# Shipping Boots



## NBEventer (Sep 15, 2012)

One of my client has those ones. They are decent enough. My client puts bell boots under them and sometimes stable wraps. I prefer the full coverage boots with the rubber at the bottom. But they can be a bit pricey.


----------



## Saddlebag (Jan 17, 2011)

A lot of shipping boots slide down. Maybe bell boots would help keep them up. One horse's slipped so much he stood on part then couldn't move his other foot. That could cause panic.


----------



## NBEventer (Sep 15, 2012)

Saddlebag said:


> A lot of shipping boots slide down. Maybe bell boots would help keep them up. One horse's slipped so much he stood on part then couldn't move his other foot. That could cause panic.

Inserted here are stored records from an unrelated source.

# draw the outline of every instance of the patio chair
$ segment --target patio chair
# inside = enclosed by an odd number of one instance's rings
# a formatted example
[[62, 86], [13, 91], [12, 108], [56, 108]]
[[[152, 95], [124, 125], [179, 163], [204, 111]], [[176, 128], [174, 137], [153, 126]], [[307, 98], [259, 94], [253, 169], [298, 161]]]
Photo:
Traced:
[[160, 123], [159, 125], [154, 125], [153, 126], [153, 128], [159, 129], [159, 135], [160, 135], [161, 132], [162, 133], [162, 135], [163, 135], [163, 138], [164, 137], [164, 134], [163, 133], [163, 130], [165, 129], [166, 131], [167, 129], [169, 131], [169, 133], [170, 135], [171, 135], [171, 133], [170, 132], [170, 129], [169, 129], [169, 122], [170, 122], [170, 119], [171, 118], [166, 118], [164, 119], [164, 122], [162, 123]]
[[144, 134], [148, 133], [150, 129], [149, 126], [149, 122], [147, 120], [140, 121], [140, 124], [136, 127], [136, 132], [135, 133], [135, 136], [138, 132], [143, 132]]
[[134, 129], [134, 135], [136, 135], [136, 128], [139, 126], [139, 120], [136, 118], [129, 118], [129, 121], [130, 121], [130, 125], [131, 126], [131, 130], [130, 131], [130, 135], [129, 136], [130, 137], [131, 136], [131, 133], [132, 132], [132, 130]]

Yea thats why I like the bigger ones that have full coverage. They are a stiffer material so they don't slide down. The ones the OP posted are the same sort of material though and seem to be pretty stiff so they don't move. But I always tell people to do them up snug and tape them to help keep them snug so they don't slide down.


----------



## BornToRun (Sep 18, 2011)

I have bell boots, so I can do that. I won't be taking him very far, just to my aunts who lives two seconds away, then to a friends who is about twenty, and the fair grounds are pretty close. I wasn't thinking about hours of driving.


----------